What does it mean to you, as a director, to have a film premiere at Cannes? 

It means a great deal. And for the readers who don’t know, my collective, Omnes Films, had two films in Cannes this year (the other being Eephus by Emerson alum and Christmas Eve DP, Carson Lund ‘13). Omnes Films is a group of friends and collaborators who just so happened to meet at Emerson College around 2010. We’ve struggled to appeal to American, market-driven sensibilities, but Cannes Film Festival has allowed our work to be celebrated around the world. It’s an extreme honor. 

You’ve made a handful of albums, recording as Cloud. Are you still recording music? 

Not anymore, however, I dream of making a musical someday. And I should say, much of my music sensibilities have translated to filmmaking— not exactly in the auditory sense, but in the act of sitting through a feeling.  When I studied at Emerson, I would go to four or five concerts a week; many of them involved listening to harsh noises or soothing tones for hours at a time. It really shaped my ability to sit with a feeling in a totally sensorial way, less so in a logical (or plot-driven) one. 

What was your favorite class at Emerson? 

Two come to mind: Art of Noise with [Associate Professor] Maurice Methot, and Coming of Age with [Professor] Wendy Walters. It only now occurs to me that both of their names are alliterative. 

What’s something you learned at Emerson that has stuck with you? 

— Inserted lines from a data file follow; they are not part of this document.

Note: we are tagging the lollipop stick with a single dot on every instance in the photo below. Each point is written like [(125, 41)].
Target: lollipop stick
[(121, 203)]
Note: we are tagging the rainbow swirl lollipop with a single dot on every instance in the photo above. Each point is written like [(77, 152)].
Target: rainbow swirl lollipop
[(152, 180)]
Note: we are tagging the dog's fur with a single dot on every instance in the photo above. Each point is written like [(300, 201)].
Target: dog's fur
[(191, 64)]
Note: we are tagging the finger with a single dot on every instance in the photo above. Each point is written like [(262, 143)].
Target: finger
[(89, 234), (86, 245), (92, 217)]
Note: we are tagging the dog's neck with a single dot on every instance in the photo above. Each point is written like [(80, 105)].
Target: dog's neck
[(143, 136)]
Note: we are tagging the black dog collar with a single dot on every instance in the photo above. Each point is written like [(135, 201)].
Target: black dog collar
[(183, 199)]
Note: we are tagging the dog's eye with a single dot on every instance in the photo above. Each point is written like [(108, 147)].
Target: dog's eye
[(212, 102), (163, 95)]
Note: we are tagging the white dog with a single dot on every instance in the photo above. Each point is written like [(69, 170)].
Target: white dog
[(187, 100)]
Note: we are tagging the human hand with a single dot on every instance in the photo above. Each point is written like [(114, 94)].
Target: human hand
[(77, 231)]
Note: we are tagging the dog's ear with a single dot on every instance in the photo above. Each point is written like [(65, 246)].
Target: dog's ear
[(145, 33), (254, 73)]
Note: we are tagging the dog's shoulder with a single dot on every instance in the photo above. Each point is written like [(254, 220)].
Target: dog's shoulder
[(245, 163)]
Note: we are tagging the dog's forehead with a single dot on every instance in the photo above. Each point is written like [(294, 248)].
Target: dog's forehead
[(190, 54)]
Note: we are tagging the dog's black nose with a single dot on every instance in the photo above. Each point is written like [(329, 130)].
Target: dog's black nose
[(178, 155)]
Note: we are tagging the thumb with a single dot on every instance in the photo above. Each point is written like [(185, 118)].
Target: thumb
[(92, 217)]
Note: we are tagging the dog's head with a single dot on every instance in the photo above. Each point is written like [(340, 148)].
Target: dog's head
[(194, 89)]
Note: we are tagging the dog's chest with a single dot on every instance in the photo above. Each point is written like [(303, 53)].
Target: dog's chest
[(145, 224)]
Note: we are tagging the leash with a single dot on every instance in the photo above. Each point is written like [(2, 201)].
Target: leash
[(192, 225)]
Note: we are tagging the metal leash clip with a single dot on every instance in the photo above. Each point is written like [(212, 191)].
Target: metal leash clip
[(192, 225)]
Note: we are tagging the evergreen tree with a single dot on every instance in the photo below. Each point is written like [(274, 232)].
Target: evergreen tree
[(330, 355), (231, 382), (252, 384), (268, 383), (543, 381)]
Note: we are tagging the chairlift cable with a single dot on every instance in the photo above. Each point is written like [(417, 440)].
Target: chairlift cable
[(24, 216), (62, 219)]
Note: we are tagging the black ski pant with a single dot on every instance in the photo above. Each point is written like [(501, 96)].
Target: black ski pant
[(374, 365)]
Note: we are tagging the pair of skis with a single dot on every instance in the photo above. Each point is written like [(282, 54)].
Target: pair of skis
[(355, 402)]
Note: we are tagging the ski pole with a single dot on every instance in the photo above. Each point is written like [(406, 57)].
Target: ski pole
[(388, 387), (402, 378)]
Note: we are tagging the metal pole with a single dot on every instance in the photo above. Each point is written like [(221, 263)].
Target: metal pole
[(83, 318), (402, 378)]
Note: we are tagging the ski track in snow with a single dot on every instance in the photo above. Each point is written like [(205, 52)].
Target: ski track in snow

I’m an enormous champion of our college. To me, it was a mind-expanding moment of my life, as college should be, but oftentimes is not. I think of how Emerson College exposed me to post-colonialism, Marxism, and so on. But not just that, perhaps I would’ve found my way into those discourses eventually.

There are things about an education that you can’t put in a curriculum or syllabus. I’m thinking about the teachers who really took their knowledge and work very seriously — it’s infectious. And It’s no wonder that whenever I hire on film sets, Emerson alum are always the best. Like, by far. And everybody in Los Angeles knows it, too. Let’s keep the fire alive!